Узники еще внимательнее стали прислушиваться. Через несколько времени действительно раздалась стрельба. Ей ответил залп, очевидно со стороны регулярных войск, но уже ближе. Было ясно, что неаполитанцы отступают.
Волнение пленников достигло высшей степени. Там, за стенами тюрьмы, решалась участь Италии, а вместе с тем их собственная, а они, беспомощные, сидели здесь взаперти и должны были только ждать и бездействовать.
Так прошло несколько часов.
В полдень, когда им обыкновенно приносили их скудный обед, к ним никто не пришел. Они остались голодными, но не думали жаловаться на свою судьбу: им было ясно, что и в тюрьме вся административная машина расшаталась, что неаполитанские чиновники побросали всё и разбежались. Никто не позаботился даже утром отворить им ставни, как это обыкновенно делалось прежде.

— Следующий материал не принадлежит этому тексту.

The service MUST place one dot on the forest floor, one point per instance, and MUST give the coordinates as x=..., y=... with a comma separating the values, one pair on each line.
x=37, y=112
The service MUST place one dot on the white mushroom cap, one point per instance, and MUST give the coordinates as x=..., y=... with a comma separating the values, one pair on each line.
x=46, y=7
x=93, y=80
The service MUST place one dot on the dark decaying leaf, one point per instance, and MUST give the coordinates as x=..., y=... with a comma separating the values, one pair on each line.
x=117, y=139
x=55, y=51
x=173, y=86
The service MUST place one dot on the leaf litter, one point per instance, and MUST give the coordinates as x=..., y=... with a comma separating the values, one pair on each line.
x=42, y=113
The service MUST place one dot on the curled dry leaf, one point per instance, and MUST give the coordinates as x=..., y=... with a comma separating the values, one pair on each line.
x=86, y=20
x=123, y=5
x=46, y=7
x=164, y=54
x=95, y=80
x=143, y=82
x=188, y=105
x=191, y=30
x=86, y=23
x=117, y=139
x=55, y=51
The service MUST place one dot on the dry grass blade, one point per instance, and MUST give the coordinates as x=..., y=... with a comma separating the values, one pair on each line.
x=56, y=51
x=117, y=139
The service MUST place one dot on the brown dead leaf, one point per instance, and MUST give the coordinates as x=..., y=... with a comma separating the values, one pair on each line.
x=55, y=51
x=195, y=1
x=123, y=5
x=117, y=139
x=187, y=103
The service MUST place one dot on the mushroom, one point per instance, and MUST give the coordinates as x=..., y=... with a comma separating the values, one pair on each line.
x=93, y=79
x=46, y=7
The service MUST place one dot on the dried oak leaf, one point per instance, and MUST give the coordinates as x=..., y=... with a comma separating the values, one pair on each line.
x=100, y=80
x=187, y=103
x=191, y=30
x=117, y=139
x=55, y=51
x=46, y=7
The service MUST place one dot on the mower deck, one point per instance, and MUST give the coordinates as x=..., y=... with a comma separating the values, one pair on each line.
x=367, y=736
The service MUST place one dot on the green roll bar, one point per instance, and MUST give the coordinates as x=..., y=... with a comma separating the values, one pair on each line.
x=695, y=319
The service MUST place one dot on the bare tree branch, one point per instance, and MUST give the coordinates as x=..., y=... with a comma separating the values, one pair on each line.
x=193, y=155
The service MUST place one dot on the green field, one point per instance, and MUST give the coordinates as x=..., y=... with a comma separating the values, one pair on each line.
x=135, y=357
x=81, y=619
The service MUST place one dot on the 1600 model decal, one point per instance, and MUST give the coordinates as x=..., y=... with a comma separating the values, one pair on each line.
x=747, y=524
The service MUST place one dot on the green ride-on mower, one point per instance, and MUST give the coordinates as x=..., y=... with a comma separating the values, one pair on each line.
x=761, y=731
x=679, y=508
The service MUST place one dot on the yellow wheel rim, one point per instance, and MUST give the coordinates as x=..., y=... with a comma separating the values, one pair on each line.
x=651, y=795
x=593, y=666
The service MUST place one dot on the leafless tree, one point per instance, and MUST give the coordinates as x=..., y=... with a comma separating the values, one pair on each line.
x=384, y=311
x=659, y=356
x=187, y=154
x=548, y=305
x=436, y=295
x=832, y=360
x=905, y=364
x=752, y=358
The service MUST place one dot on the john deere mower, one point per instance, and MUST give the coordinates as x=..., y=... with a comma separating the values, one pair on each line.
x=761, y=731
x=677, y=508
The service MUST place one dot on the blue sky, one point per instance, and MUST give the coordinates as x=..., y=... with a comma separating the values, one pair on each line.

Часа в четыре вдруг точно над самым ухом их раздался ружейный залп. Затем всё смолкло.
Волнение, надежды, ожидания несчастных пленников дошли до последнего напряжения. Бледные, дрожа как в лихорадке, они уже ничего не говорили друг другу, обратившись в один слух. Но стены тюрьмы были толсты; бесчисленные коридоры уничтожали всякие звуки, кроме грохота орудий.